By Victor Thorn

 

As technological innovation advances in ways very few could have predicted, and the cost to produce these new gadgets rapidly declines, it was only a matter of time before these twin forces would spread to the surveillance sector. Whether you think it’s a good thing that technology is simplifying your life, or you fear the far-reaching surveillance society, one thing’s for certain: The snooping’s here to stay and it’s touching everyone’s life.

 

Arguably, the clearest and most ominous example of how technology has crept into our lives is the drone. Known formally as an unmanned aerial vehicle (UAV), drones have been employed in war zones in pursuit of enemy forces, and are now being utilized by local police forces across the United States purportedly to fight crime.
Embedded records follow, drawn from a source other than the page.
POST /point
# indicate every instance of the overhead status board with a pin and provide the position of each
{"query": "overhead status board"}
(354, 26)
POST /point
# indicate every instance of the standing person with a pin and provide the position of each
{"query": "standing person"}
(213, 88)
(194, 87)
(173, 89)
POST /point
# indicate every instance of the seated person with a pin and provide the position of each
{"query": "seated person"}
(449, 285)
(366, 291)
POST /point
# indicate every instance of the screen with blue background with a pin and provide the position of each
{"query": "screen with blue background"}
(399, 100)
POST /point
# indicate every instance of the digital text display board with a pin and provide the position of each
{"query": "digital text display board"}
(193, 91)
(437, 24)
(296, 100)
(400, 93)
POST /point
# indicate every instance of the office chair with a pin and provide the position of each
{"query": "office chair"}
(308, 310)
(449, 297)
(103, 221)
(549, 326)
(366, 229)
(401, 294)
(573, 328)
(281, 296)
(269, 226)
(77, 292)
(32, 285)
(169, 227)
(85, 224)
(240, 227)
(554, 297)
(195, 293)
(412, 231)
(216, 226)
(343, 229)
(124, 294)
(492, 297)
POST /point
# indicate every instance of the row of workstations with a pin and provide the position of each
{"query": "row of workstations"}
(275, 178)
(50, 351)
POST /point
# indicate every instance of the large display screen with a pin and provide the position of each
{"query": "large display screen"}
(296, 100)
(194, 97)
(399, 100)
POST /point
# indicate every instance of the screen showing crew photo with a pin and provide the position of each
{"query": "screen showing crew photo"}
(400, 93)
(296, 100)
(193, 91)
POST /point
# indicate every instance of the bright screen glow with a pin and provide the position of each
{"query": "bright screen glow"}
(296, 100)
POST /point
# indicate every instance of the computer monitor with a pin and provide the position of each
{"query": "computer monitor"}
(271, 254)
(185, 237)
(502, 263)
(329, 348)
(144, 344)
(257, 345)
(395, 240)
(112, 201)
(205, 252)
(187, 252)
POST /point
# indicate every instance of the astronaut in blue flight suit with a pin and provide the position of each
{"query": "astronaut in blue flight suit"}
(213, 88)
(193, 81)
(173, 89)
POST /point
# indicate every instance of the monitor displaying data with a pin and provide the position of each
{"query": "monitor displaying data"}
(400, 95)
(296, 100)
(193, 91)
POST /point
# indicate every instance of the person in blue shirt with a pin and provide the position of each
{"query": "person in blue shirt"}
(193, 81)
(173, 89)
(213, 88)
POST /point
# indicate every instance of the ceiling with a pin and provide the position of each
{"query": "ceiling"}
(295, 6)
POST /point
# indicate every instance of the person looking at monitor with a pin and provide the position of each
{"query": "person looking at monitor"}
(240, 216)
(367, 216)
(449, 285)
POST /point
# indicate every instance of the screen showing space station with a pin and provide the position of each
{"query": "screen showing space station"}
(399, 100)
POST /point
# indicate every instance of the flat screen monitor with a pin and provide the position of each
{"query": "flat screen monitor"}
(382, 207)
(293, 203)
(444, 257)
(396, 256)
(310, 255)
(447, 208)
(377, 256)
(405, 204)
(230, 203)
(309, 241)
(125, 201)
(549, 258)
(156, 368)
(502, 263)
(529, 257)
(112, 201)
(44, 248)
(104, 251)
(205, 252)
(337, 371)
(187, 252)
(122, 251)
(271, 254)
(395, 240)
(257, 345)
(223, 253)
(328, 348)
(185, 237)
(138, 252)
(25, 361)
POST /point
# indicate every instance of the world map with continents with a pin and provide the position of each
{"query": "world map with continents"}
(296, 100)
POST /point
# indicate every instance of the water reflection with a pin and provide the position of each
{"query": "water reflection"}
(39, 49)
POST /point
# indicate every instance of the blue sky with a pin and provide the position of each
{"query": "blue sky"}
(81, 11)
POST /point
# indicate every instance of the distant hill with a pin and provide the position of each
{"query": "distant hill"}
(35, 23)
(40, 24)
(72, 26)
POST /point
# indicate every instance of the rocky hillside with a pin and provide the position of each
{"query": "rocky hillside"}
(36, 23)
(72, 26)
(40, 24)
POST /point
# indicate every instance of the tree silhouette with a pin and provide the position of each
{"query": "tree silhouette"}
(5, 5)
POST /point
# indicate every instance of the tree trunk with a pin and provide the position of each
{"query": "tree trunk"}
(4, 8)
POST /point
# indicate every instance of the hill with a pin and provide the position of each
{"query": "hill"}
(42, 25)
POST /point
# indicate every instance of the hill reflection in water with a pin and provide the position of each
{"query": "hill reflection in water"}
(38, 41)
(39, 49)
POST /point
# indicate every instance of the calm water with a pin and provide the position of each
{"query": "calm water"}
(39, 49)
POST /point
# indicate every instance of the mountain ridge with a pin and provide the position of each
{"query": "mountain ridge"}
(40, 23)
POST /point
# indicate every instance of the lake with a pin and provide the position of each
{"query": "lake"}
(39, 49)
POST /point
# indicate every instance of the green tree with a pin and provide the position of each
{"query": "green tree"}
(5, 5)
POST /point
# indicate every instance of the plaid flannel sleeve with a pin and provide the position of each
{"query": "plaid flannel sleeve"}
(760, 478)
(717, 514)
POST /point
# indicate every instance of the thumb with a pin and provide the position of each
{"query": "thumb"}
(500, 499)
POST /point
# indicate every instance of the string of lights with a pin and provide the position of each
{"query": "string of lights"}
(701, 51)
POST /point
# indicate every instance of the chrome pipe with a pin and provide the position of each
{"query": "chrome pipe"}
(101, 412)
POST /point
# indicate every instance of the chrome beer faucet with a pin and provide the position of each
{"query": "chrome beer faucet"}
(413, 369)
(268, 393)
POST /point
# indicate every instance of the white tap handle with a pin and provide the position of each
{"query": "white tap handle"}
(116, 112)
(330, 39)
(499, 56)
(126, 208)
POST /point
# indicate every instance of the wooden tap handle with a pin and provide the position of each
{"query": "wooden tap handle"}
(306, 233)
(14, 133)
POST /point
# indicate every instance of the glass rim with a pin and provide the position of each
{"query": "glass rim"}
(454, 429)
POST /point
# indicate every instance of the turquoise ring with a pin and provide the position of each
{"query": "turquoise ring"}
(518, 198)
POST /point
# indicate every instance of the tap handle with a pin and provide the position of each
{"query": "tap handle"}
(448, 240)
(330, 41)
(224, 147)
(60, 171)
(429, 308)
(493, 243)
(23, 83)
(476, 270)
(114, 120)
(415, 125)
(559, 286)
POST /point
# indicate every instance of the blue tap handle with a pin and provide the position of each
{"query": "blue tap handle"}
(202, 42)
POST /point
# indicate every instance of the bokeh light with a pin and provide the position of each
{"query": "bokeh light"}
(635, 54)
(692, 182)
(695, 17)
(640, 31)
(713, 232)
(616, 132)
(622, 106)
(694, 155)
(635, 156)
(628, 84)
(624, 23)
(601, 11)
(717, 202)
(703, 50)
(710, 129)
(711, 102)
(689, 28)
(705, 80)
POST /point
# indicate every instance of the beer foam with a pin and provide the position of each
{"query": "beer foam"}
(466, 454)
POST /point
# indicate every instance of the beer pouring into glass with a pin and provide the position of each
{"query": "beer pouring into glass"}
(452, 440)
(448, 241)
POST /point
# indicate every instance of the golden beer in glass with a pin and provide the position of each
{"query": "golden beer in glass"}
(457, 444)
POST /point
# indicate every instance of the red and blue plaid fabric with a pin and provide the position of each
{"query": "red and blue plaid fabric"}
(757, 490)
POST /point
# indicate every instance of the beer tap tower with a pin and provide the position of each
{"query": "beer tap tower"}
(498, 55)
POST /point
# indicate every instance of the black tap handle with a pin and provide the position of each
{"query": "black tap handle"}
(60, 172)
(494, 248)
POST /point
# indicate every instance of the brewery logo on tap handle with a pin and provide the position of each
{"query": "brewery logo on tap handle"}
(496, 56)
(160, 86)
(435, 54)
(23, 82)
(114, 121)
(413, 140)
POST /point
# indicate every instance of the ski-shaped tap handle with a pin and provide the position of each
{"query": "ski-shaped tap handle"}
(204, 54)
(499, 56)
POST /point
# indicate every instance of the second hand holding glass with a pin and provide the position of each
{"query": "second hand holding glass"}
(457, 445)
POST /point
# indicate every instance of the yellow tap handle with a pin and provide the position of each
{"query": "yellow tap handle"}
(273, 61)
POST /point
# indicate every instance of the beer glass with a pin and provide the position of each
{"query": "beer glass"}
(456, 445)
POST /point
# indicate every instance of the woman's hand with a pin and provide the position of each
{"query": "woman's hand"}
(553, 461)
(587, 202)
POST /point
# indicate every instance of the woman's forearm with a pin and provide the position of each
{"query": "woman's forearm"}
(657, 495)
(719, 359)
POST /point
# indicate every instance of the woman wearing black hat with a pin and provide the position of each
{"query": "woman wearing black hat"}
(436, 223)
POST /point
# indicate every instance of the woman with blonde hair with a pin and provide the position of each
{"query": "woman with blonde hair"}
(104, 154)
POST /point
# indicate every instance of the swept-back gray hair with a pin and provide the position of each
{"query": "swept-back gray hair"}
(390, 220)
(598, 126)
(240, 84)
The use of these devices will spread in the coming years, with their sizes shrinking to dimensions only imaginable in science fiction movies.

 

Besides the all-seeing UAVs, police patrol cars are being outfitted with surveillance technology known as “extraction devices,” which are capable of downloading data and images from cell phones, including photos and videos. These snooping tools override hidden information, can secure passwords and scoop up information on the cell phone user’s whereabouts. Local law enforcement agencies have allied themselves with the Department of Homeland Security (DHS) and are forcing wireless providers to surrender private text messages.

 

In New York City, a separate social media eavesdropping unit has been established to follow the users on Facebook and Twitter, two of the most popular social media websites which allow users to stay in touch via messages and photos. While the nation’s capital has incorporated automated license plate readers that snap pictures of vehicles traveling inside Washington, D.C., other large cities are looking to facial recognition technology to scan crowds for wanted individuals.

 

Perhaps the most controversial of the known surveillance devices is the so-called “Mobile Backscatter Vans.”Utilizing Transportation Security Administration x-ray technology, “these pornoscanner wagons look like regular vans and will cruise America’s streets, peering through the cars and clothes of anyone in range of its mighty isotope-cannon,” writes Cory Doctorow.

 

Technology is playing a vital role in this breach of our civil liberties, as well. As AMERICAN FREE PRESS has chronicled, “smartmeters” track a homeowner’s energy consumption, while Hollywood-like science-fiction “pre-crime” gadgetry predicts behavior patterns and targets those deemed to be “potential” rapists, thieves and murderers. Steven Spielberg’s Minority Report wasn’t too far off from the future when it was released to audiences in 2002. The film is set in the year 2054, where the police apprehend criminals based on foreknowledge provided by psychics. Right out of that movie, Massachusetts Institute of Technology is experimenting with facial expression machines that can determine from afar what a person is feeling.

 

Behind these space-age advancements lurk corporations like Google and Apple that track data from smartphones or data mine personal information, such as credit information or tax records. If consumers log on to any type of product that is embedded with certain computer surveillance technology, it is likely that somebody somewhere is amassing and storing information derived from it. If Internet service providers decide that subscribers are downloading too many movies on their computers, they can limit access to the Internet through a process known as “shaping bandwidth.” And don’t be too surprised if banks soon place microchips on credit cards that can transmit purchases directly to marketing agencies.

 

AFP has reported in depth on a San Antonio school district’s placement of radio frequency identification (RFID) implants on student IDs. Broken by AFP’s Mark Anderson, that story worked its way to other news media across the country. Unfortunately, though, the trend is expanding.

 

In the fall of 2012, high schools from Maryland to Massachusetts did away with daily roll calls, instead issuing ID cards to students so they could check in by swiping their cards through terminal readers. Educators near Philadelphia went above and beyond this, sending kids home with laptop computers that recorded their actions via hidden computer cameras, called webcams.

 

Governments from the local level all the way up to D.C. have been encouraging the good, old-fashioned snitch culture under the “See Something, Say Something” program, whereby neighbors turn in neighbors, for things like questioning the official version of 9-11 or for owning guns or stockpiling food. In 2004, DHS came under fire for enrolling truck drivers into a highway watch program, where they could report allegedly suspicious behavior. Following that program, the agency released a list of “characteristics” that qualify Americans as “domestic terrorists.”

 

As author Jim Redden stated in his book Snitch Culture, “Citizens are being turned into the eyes and ears of the state.”